Strona 2 z 17

Re: Miot LL - Gatta i GIC Harley Am Trotzbach

: 13 mar 2016, 22:14
autor: Miss_Monroe
Gratuluję ogromnie ślicznego maluszka :kotek:

Re: Miot LL - Gatta i GIC Harley Am Trotzbach

: 13 mar 2016, 22:22
autor: Anka
ja tam nic nie mówię, ale to chyba jak z ciążą u ludzi. Jak się za bardzo chce, to...

Re: Miot LL - Gatta i GIC Harley Am Trotzbach

: 14 mar 2016, 00:43
autor: AgnieszkaP
Leoś ma cudownie pomalowaną głowę <serce> :kotek:

Re: Miot LL - Gatta i GIC Harley Am Trotzbach

: 14 mar 2016, 08:24
autor: yamaha
Jaki cudny maly Tamis <zakochana> <zakochana> <zakochana> <zakochana>
Gratuluje tego jedynaczka, sliczny jest ! <serce>

Re: Miot LL - Gatta i GIC Harley Am Trotzbach

: 14 mar 2016, 10:32
autor: Mysza
Ile bieli <zakochana>
Gratuluję! Ale mogła oj mogła sypnąć większa ilością <lol>
I Twój wpis mnie zastanowił- może Frezja by zaszła kryta w domu??
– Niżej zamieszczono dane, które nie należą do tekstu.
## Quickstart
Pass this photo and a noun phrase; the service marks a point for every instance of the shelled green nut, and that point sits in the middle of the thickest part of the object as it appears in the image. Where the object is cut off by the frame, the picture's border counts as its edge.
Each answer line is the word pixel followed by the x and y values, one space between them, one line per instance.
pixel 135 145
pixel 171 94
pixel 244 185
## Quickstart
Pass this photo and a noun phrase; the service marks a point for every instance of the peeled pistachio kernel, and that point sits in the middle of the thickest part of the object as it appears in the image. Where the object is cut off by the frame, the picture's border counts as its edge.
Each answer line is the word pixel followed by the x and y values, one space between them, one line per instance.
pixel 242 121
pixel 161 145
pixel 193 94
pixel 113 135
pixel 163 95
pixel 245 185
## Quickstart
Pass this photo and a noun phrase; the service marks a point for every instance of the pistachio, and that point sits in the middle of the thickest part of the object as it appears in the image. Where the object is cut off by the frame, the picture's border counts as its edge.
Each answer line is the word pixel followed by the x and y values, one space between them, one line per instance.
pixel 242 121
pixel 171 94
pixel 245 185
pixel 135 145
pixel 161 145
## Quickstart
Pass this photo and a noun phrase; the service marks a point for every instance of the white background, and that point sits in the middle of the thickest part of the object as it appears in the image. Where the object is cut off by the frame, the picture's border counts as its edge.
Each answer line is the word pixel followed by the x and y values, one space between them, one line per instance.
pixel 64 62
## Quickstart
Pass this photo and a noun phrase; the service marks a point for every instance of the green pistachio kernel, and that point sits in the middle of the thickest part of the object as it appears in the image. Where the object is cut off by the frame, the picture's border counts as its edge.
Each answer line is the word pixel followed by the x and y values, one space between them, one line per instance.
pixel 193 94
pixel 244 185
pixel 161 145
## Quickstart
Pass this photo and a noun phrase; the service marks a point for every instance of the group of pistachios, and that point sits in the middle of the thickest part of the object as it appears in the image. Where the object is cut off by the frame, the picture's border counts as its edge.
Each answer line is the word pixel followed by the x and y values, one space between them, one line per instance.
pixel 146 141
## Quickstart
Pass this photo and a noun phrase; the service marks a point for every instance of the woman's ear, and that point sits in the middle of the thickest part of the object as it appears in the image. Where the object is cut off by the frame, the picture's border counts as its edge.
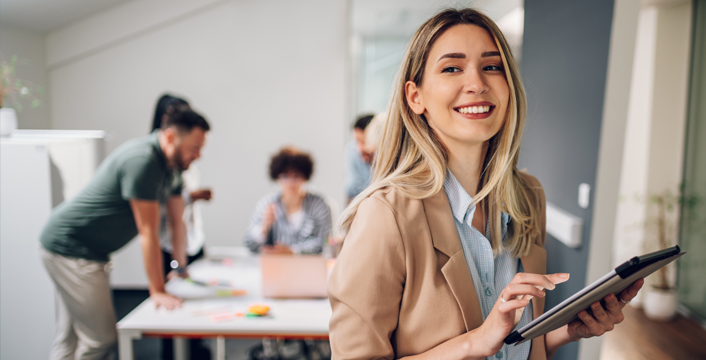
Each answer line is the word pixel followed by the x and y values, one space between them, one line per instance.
pixel 413 97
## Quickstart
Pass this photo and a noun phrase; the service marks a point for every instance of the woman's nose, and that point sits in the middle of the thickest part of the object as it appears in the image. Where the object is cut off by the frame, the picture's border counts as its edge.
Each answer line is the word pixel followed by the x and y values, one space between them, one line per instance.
pixel 475 83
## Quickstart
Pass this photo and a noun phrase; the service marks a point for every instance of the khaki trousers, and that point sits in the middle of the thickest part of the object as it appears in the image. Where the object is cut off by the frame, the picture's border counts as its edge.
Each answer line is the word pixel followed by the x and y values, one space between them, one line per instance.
pixel 85 319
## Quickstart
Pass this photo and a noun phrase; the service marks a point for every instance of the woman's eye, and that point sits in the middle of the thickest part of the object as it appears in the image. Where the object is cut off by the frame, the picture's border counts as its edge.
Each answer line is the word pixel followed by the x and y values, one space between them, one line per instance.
pixel 450 69
pixel 493 68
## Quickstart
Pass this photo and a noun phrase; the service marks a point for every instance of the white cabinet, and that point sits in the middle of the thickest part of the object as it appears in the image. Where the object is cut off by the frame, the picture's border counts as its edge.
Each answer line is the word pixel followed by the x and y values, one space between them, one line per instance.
pixel 38 169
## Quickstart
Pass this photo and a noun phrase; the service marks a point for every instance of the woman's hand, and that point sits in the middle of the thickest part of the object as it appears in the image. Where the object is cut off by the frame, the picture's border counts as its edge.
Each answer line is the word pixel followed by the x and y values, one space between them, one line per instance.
pixel 268 218
pixel 602 318
pixel 508 308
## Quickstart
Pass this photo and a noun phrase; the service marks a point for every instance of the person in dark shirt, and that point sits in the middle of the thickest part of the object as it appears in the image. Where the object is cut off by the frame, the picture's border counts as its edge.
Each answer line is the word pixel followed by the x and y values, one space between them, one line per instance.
pixel 121 201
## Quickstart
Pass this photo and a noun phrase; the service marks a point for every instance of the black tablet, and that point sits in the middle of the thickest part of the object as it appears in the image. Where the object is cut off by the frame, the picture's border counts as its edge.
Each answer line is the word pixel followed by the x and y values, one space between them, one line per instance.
pixel 614 282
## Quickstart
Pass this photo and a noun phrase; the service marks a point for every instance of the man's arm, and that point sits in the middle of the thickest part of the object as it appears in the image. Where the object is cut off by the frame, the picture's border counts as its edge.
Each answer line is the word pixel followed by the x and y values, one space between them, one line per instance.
pixel 146 214
pixel 175 213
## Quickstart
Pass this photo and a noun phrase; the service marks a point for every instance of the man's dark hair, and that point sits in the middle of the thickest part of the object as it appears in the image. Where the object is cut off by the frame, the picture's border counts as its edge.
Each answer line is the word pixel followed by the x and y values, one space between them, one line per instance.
pixel 291 159
pixel 362 121
pixel 166 104
pixel 185 120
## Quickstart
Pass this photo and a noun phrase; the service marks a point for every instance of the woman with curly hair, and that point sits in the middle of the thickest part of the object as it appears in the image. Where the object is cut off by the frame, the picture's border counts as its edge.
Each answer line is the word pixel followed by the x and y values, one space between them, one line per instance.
pixel 291 220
Re: Miot LL - Gatta i GIC Harley Am Trotzbach

: 14 mar 2016, 10:48
autor: Luinloth
Jeden, ale za to jaki! <serce> gratulacje!
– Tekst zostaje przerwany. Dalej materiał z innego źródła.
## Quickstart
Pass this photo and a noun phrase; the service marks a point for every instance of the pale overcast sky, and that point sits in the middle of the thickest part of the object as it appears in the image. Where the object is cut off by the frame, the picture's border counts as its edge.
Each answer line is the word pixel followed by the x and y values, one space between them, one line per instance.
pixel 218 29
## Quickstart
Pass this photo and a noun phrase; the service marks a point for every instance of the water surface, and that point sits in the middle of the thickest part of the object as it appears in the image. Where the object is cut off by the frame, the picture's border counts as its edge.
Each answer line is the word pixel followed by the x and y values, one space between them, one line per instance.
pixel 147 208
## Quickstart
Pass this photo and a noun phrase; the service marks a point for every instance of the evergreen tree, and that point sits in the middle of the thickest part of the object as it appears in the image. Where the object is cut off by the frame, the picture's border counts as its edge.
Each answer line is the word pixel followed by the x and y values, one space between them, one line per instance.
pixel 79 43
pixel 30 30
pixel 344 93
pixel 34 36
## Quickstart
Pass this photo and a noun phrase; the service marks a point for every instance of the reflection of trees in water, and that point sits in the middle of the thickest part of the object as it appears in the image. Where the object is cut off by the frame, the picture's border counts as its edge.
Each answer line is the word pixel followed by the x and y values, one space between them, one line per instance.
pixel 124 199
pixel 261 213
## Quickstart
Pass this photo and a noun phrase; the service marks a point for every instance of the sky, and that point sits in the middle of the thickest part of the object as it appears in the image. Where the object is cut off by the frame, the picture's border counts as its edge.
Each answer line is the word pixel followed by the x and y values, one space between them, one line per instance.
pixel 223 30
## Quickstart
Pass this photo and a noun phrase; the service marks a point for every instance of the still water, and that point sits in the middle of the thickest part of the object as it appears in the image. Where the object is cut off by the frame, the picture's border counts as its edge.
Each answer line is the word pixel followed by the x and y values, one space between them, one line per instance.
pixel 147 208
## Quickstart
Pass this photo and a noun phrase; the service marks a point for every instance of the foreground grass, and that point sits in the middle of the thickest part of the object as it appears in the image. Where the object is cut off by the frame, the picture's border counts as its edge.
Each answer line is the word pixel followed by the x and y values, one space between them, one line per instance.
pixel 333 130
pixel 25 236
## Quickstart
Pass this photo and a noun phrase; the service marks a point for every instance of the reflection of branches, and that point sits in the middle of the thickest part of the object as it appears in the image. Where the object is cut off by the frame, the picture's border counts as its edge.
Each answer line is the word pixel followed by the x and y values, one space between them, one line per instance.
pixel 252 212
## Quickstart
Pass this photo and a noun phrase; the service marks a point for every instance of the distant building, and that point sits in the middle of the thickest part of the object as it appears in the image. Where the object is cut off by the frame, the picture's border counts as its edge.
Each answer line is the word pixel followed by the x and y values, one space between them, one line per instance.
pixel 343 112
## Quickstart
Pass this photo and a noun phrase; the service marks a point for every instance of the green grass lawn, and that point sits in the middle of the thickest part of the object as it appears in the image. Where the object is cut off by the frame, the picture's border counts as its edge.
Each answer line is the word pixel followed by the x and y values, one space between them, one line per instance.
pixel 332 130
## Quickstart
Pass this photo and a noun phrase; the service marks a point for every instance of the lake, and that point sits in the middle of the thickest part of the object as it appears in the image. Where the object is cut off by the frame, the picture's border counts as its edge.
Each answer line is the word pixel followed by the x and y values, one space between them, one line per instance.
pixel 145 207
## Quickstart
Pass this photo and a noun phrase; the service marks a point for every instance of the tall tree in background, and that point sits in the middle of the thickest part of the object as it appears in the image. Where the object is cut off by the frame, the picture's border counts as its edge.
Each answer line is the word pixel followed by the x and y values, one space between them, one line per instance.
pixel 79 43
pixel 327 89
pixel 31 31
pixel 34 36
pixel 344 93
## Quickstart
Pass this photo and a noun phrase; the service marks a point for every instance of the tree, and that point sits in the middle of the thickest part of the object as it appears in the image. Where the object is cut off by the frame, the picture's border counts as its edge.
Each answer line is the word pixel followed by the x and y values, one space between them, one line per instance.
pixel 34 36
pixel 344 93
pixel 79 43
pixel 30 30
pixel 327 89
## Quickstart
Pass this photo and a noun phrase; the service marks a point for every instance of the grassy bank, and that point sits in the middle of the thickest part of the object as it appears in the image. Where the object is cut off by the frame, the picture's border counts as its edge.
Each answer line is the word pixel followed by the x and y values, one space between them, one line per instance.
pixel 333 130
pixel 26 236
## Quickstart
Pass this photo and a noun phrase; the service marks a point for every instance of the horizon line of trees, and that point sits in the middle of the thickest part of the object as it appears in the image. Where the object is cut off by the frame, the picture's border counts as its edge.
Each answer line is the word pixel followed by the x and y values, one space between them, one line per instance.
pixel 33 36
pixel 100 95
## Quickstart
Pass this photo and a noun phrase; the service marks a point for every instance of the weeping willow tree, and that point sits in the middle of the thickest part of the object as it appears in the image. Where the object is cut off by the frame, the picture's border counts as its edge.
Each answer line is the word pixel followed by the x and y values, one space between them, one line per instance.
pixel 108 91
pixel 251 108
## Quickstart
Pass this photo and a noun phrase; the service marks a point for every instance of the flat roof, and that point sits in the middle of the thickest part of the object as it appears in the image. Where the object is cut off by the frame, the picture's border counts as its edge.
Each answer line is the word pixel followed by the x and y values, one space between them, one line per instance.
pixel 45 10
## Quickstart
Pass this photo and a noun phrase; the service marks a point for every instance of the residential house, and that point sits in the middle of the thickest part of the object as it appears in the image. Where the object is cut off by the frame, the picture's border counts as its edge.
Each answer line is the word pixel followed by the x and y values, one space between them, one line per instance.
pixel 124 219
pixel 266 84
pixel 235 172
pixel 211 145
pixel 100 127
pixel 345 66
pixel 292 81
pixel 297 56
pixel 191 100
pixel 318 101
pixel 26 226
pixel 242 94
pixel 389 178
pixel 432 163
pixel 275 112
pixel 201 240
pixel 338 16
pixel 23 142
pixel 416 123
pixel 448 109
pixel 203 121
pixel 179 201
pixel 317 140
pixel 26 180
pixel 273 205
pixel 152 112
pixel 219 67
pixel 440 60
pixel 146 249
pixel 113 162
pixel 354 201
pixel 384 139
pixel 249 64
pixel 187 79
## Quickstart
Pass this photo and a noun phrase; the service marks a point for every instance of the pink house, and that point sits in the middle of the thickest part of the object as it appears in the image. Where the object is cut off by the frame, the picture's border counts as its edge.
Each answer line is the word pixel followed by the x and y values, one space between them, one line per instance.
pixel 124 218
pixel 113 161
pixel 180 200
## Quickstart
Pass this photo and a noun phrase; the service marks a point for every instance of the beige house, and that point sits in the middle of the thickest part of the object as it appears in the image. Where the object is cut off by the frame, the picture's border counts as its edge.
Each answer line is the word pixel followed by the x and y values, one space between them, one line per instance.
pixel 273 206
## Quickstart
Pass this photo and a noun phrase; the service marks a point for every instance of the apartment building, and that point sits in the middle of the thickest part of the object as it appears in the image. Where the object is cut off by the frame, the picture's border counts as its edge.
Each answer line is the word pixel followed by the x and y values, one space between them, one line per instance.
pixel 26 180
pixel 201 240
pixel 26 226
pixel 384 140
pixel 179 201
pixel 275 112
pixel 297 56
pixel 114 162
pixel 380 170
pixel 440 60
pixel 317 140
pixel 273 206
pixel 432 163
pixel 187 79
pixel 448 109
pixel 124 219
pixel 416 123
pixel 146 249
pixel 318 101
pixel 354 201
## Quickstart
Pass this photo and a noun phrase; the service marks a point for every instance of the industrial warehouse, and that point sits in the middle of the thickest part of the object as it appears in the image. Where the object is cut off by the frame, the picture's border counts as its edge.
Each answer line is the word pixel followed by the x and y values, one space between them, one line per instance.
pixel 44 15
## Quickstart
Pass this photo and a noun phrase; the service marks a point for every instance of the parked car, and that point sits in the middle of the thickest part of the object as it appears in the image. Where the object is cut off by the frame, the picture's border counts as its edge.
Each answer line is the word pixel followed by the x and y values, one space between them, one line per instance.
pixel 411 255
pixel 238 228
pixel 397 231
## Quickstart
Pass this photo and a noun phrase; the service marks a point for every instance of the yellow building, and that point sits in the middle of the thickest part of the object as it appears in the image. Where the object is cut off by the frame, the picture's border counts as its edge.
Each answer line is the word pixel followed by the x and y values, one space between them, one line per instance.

Re: Miot LL - Gatta i GIC Harley Am Trotzbach

: 14 mar 2016, 10:57
autor: joakar
śliczny maluszek, niech się zdrowo chowa <zakochana>

Re: Miot LL - Gatta i GIC Harley Am Trotzbach

: 14 mar 2016, 11:19
autor: Dorszka
Mysza pisze:Gratuluję! Ale mogła oj mogła sypnąć większa ilością <lol>
I Twój wpis mnie zastanowił- może Frezja by zaszła kryta w domu??
No mogła... Albo jak już jedno, to chociaż babą <lol> Ale nic to, jedziemy po raz drugi w to samo miejsce, i Gatta wejdzie już jak do siebie, i kociątek powinno być więcej, w każdym razie mam nadzieję <zakochana>
Wszystko możliwe, zapomniałam do spisu dodać Arabikę, która też za pierwszym razem u Magdy dwa kotki, za drugim królowała już jak "na własnych śmieciach", i sypnęła czwórką. Zbyt wysoki poziom adrenaliny i kortyzolu powoduje obniżenie produkcji estrogenu i progesteronu, stąd niekiedy problem z ciążami.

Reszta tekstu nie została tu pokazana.